Sermon for Sunday, February 10, 2013
Last Sunday after Epiphany, Year C
Written by the Rev. Adam Thomas
On February 10, 2013, church services were canceled due to the blizzard and lack of power and heat in the church. What follows is the sermon-skit that the ROX teens would have performed if we had had a 10am Family Service. As you read, think of this as a cheesy after-school special and you’ll get the tone we were going for.
Elizabeth: (Sees the prism on the floor, picks it up, and holds it up as if inspecting it) I wonder what this could be? It sort of looks like a diamond, but it’s way too big to fit on a ring. Maybe it’s a tiny, clear golf ball. Or a piece of hard candy (mimes biting down on it and grimaces)…nope, it’s definitely not a piece of hard candy. I wonder what this could be?
Hannah: Hi, Elizabeth. I know what that is. It’s a prism.
Elizabeth: A prison? What would be small enough to fit in such a small prison?
Hannah: No, not a prison, a prism. Although, now that you mention it, there is something trapped inside.
Elizabeth: There is? What?
Hannah: A rainbow.
Elizabeth: Wait just a second. Rainbows stretch all the way across the sky. How could a rainbow fit inside such a small object?
Hannah: Well, shine some light through it and see for yourself.
(Elizabeth holds the prism in a beam of sunlight shining in through the windows.)
Hannah: See on the wall there? And there? See those tiny rainbows?
Elizabeth: I do see them. Who would have thought they were trapped inside this prison…er, I mean, prism.
(Bobby and Dylan enter from the sacristy carrying the rainbow from SKY VBS.)
Hannah: Hi Bobby. Hi Dylan. What a coincidence. We were just talking about rainbows.
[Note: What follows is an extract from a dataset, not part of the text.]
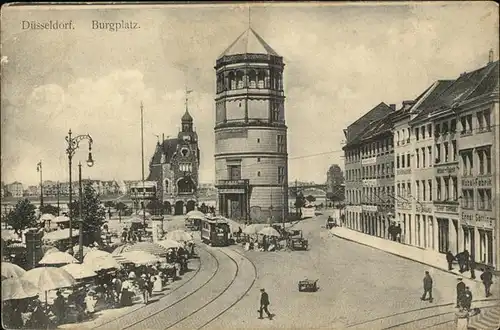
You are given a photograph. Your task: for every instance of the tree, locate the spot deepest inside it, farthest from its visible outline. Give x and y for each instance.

Bobby: For some reason, Dylan and I just decided to walk into the middle of this church service carrying this rainbow. (Dylan waves.)
Hannah: That was good luck. Do you guys mind standing there for a minute?
Bobby: For a minute, sure. But then we have to go carry this rainbow other random places.
Hannah: See, Elizabeth? All of these colors are trapped within normal white light.
Elizabeth: I see red and orange and yellow and green and blue and indigo and violet. All the colors of the rainbow. Are they really trapped inside the prism?
Hannah: Well, no. Not really. But when white light shines through the prism, the light breaks up, and we can see all the colors that make up the white light.
Bobby: Can we go now? We have important rainbow carrying to do elsewhere.
Hannah: Sure. Thanks for stopping by.
(Bobby and Dylan exit with the rainbow.)
Elizabeth: I think I get it now. All the colors of the rainbow make up the white light, but we can only see them through a prism.
Hannah: Or in the sky when the sun comes out after a rainstorm. Or in the stained glass windows.
Elizabeth: You know what, Hannah? All this talk about prisms and rainbows reminds me of the story Mother Margot read just a few minutes ago.
Hannah: How so?
Elizabeth: Well, Jesus went up on the mountain with three of his friends. And they saw his appearance change. His clothes and his face shined bright like lightning, like all the light of the sun was shining out from him.
Hannah: What does that have to do with prisms?
Elizabeth: Don’t you see? Jesus’ friends saw Jesus in a special way, like the way we see a rainbow through a prism. All those colors – red and orange and yellow and the rest – they are all part of the white light, but they’re hidden most of the time. In the same way, the dazzling brightness Jesus’ friends saw when they looked at him was always a part of him…
Hannah: …But they didn’t see him shining until they went up the mountain with him. I get it! But why then?
Elizabeth: You know what I think? I think at that moment Jesus gave them the gift of seeing him the way God sees him – as a brightly shining being, full of God’s light.
Hannah: Full of God’s light…that sounds like something I’d like to be full of, too.
Elizabeth: You want to know a secret? You are! We all are. I believe that when God looks at us, God sees us shining brightly with God’s light.
Hannah: So how come I can’t see God’s light shining through you?
Elizabeth: Well, more often than not we just aren’t paying close enough attention to see it. But sometimes it’ll shine so brightly that we can’t miss it, like a rainbow after a summer shower.
Hannah: I’m going to have to remember that the next time my brother starts annoying me. I’ll look at him and remember he’s full of God’s light, just like I am.
Elizabeth: I’ve tried. It’s really hard when you have a brother like mine!
Hannah: Maybe you could look a little more closely.
Elizabeth: Maybe we all could. I wonder what the world would be like if everyone tried to see God’s light shining from each other.